Pengadilan Agama Ibukota Terancam Tenggelam!!
Oleh: H. Faisal Saleh, Lc, M.Si
(Cakim Pengadilan Agama Jakarta Barat)
Mungkin judul diatas tak berlebihan, setidaknya kalau berkaca pada pengalaman banjir besar yang pernah melanda ibu kota pada awal 2007 silam. Saat itu, sebagian besar wilayah DKI Jakarta terendam banjir, sehingga jika disaksikan dari udara nyaris lebih dari 70 persen wilayah Jakarta tampak terendam.
Kantor Pengadilan Agama Jakarta Barat, merupakan salah satu pengadilan di Ibukota Negara Indonesia yang paling sering mengalami musibah banjir. Sebagian lokasi disekitar wilayah Pengadilan Agama Jakarta Barat telah mengalami perubahan wajah yang sangat drastis, perumahan susun dengan pondasi lebih tinggi, tempat pembuangan sampah yang semakin mendekat, dan kini sedang dibangun Sekolah Menengah Kejuruan yang dahulu merupakan lokasi resapan air di kawasan tersebut, sehingga menjadikan Lokasi Kantor Pengadilan Agama Jakarta Barat satu-satunya penampung resapan banjir di wilayah sekitarnya.

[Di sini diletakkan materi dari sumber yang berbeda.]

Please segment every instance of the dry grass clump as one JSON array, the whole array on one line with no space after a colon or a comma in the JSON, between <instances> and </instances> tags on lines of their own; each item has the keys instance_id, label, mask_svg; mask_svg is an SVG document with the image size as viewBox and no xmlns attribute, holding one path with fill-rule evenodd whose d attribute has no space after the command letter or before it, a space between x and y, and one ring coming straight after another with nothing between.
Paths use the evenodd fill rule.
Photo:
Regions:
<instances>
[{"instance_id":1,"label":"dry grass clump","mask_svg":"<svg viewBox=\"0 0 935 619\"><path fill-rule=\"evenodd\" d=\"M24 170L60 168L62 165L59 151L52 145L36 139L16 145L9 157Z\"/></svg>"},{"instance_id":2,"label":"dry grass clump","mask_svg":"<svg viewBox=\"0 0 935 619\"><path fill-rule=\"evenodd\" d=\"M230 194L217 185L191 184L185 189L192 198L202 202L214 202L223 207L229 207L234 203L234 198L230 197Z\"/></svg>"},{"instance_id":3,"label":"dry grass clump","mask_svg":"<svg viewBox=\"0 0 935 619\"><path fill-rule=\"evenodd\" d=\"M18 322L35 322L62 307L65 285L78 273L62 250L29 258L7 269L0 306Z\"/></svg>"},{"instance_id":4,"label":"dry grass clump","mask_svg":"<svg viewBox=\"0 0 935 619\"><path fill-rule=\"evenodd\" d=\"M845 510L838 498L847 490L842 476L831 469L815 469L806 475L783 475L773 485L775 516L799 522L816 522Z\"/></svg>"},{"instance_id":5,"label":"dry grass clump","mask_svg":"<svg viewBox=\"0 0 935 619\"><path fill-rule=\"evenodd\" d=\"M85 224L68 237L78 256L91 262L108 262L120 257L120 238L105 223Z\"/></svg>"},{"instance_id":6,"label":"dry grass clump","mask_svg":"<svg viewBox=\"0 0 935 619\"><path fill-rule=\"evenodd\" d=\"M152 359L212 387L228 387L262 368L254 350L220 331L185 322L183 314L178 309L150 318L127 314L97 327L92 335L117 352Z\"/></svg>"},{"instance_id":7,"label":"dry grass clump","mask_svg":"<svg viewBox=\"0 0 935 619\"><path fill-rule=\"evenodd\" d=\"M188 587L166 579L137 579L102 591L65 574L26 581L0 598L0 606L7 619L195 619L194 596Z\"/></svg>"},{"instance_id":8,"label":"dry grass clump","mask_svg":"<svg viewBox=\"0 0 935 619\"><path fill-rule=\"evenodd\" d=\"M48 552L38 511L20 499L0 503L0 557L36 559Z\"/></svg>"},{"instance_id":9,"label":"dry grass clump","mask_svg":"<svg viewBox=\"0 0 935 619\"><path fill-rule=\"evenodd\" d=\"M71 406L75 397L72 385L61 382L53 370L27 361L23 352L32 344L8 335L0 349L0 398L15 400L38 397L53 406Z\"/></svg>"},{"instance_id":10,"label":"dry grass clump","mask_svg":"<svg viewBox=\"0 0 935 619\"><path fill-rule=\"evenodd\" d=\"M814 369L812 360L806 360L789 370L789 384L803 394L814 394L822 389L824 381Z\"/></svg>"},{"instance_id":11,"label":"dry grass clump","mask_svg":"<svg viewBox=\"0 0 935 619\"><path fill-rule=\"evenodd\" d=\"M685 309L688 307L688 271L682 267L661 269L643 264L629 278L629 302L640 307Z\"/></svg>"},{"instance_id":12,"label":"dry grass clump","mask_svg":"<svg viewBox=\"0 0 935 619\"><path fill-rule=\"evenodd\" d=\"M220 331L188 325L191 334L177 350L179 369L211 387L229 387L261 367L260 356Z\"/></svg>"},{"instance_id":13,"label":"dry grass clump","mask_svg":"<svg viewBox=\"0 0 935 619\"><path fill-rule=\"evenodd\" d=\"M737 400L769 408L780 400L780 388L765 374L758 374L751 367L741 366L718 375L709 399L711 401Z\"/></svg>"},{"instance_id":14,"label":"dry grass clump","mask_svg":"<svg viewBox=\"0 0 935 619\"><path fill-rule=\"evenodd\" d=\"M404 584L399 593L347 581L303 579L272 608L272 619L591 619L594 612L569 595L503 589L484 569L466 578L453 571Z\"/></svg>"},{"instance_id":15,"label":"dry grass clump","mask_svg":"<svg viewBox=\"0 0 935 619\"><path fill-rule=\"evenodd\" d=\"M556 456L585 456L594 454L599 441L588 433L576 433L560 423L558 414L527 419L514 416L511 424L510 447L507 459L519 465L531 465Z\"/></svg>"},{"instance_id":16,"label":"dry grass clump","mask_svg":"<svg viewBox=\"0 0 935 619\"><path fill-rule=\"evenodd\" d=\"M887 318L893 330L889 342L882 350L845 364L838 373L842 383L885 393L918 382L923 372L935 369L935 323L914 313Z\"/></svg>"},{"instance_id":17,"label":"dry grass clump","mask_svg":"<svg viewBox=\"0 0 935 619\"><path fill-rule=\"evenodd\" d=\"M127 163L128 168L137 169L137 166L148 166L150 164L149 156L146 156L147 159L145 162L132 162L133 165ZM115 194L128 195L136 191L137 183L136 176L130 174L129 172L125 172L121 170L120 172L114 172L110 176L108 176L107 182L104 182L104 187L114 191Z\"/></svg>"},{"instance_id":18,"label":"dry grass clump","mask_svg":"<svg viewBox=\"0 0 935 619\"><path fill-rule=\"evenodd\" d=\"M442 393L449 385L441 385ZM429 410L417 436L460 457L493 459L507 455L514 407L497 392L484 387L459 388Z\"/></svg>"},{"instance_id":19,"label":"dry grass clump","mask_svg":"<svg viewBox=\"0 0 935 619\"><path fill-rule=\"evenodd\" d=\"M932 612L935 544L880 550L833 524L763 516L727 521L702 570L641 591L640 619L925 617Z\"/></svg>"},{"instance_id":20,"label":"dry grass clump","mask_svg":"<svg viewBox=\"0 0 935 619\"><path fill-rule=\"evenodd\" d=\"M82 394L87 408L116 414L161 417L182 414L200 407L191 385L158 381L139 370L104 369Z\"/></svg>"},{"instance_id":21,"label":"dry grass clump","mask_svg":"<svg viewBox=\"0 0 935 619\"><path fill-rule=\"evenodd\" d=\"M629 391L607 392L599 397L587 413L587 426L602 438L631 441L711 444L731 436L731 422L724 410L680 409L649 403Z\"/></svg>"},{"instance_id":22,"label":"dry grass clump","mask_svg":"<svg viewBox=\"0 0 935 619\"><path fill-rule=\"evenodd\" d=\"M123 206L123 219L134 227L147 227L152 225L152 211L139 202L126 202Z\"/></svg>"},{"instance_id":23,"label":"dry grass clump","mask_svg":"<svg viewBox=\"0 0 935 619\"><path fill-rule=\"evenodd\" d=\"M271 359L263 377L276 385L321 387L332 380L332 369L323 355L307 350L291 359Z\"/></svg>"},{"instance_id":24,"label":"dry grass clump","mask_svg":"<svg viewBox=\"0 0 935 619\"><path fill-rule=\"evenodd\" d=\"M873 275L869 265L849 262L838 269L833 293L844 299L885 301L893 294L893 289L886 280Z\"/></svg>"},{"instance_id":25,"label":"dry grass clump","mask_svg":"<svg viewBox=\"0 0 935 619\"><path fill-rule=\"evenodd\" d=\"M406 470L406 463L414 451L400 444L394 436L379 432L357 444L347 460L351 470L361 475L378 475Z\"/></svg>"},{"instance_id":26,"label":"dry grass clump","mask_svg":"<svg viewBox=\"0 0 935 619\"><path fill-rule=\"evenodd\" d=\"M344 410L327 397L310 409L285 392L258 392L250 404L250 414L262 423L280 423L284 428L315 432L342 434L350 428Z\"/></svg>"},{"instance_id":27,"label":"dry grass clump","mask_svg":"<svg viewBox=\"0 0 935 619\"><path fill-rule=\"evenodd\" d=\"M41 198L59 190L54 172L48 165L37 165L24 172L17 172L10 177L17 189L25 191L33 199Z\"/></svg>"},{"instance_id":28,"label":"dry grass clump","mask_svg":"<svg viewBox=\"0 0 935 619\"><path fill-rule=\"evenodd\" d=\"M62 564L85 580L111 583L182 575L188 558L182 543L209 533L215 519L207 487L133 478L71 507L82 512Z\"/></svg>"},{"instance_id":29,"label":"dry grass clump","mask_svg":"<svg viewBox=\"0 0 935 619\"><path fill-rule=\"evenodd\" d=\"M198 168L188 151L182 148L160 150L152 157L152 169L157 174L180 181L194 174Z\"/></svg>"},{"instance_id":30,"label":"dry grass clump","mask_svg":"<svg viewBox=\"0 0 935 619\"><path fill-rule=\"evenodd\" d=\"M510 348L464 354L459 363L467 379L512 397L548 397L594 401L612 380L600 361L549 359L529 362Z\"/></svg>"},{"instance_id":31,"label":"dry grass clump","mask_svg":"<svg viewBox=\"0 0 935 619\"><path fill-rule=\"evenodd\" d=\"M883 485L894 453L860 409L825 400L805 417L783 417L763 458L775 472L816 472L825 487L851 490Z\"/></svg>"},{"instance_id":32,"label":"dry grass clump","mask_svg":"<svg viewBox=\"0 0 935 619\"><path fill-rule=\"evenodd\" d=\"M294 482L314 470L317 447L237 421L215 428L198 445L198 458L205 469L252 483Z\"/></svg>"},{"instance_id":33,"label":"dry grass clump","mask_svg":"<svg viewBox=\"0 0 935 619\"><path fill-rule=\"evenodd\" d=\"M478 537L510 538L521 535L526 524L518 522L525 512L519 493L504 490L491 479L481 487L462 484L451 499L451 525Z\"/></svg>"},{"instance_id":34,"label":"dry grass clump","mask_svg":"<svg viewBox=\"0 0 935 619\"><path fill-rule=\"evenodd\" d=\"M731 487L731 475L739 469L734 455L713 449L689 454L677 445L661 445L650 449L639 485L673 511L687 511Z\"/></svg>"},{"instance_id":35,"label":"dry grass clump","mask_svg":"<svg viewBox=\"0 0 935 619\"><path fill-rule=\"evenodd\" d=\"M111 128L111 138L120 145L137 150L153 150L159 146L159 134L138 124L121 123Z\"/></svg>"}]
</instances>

Ancaman tenggelam bukan basa-basi, menurut penelitian para peneliti Geoteknologi LIPI, sepanjang pesisir pantai Jakarta memiliki kerentanan yang cukup tinggi untuk terjadinya amblas jika terjadi getaran. Kondisi tanah di Jakarta Barat memungkinkan terjadinya amblas karena struktur tanahnya berpasir dan rawa. Selain rawan amblas akibat liquifaksi atau getaran, tingginya pengeboran air tanah juga menyebabkan penurunan muka tanah setiap tahun sedikitnya lima centimeter per tahun.

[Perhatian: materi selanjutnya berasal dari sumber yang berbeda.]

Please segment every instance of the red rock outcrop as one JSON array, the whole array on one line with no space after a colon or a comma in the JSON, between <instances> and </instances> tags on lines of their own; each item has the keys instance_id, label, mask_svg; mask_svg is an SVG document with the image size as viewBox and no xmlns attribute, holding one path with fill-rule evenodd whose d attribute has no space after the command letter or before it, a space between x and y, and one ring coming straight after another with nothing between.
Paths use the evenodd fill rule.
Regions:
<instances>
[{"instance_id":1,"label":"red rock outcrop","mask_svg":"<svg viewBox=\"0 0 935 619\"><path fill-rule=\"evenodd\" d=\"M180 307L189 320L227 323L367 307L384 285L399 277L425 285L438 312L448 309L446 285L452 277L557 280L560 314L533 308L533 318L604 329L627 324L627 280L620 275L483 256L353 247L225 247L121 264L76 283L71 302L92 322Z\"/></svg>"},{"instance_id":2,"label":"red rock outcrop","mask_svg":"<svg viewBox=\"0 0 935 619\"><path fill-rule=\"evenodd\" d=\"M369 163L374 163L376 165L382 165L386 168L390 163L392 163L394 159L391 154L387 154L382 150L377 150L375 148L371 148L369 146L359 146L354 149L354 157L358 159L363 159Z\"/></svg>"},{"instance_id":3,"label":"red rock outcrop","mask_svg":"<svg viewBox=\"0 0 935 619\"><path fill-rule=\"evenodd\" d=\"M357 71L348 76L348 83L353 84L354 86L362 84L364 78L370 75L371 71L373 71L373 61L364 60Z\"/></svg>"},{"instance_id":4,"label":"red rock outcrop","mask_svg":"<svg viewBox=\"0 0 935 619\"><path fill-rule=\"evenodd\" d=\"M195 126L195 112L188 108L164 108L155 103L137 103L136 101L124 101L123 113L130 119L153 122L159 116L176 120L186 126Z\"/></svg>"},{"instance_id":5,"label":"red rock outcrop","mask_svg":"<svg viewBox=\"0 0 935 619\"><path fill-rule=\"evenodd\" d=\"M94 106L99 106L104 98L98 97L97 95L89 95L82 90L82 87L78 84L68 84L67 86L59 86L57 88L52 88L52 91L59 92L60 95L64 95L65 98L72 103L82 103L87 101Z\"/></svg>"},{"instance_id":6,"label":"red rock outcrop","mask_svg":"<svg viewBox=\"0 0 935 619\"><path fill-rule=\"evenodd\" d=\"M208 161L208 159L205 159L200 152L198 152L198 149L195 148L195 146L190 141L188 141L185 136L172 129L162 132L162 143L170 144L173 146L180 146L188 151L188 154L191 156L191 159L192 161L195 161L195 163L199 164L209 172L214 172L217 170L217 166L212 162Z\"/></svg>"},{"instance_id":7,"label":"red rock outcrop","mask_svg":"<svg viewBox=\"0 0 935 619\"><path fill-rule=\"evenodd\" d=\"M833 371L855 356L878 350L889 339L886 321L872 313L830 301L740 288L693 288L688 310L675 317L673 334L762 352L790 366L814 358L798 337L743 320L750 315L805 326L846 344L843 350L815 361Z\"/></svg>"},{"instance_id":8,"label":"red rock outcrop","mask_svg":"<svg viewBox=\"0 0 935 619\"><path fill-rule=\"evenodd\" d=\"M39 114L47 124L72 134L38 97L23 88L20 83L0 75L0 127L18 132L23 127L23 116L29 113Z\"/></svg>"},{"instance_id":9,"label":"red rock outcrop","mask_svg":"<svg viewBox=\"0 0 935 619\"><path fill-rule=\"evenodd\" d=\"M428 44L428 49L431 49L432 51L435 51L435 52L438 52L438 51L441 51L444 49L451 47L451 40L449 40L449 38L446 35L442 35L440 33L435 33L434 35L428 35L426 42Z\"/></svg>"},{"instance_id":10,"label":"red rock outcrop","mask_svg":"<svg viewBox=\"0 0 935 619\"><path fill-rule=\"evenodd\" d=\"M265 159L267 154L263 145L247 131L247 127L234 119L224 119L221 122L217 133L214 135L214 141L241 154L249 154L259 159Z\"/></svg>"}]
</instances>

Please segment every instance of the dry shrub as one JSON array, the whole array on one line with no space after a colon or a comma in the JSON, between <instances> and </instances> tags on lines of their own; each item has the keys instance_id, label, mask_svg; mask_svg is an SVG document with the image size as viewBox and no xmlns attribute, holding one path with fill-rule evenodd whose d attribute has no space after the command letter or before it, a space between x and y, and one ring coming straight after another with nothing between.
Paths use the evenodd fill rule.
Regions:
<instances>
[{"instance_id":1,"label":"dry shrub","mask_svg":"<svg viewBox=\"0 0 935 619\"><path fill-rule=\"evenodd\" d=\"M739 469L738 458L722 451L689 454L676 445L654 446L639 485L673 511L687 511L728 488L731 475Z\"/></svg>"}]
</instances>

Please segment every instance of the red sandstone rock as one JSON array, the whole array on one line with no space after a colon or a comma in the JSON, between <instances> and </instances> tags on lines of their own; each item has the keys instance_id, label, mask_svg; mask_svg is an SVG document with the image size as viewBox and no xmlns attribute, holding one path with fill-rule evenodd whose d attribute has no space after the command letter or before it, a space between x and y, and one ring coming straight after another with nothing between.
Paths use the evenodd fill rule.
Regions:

KITA memang bangsa yang pelupa dan tak mau belajar dari pengalaman. Banjir besar yang memorak-porandakan Ibu Kota Negara dalam siklus lima tahun 2002 dan 2007 (diperkirakan berikutnya tahun 2012) seolah berlalu begitu saja. Padahal, air bah kala itu sudah memberi peringatan yang sungguh nyata, salah satu tempat pencari keadilan di Ibukota negara terendam setinggi satu meter lebih dengan dipenuhi genangan lumpur dan sampah. Setiap hujan turun kantor Pengadilan Agama Jakarta Barat tergenang air yang berlumpur, para pencari keadilan enggan datang walaupun mereka dalam kondisi terzalimi ingin menuntut haknya sebagai warga negara, dan karyawan pun bersiap pulang karena ketakutan terjebak banjir yang belajar dari pengalaman sebelumnya.
Tak terbayang, bagaimana jadinya wajah PENGADILAN AGAMA JAKARTA BARAT SEBAGAI SALAH SATU PENGADILAN DI IBUKOTA NEGARA menghadapi banjir—yang sudah menjadi siklus lima tahunan—pada tahun 2012 nanti. Disaat sanjungan dan pujian atas pelayanan masyarakat yang dibarengi perkembangan teknologi informasi pada peradilan agama yang cukup signifikan, namun disatu sudut ibukota negara ditemukan Para Hakim dan Panitera Pengganti sibuk membersihkan berkas perkara dari air sampah yang mengenangi tempat pencari keadilan yang agung.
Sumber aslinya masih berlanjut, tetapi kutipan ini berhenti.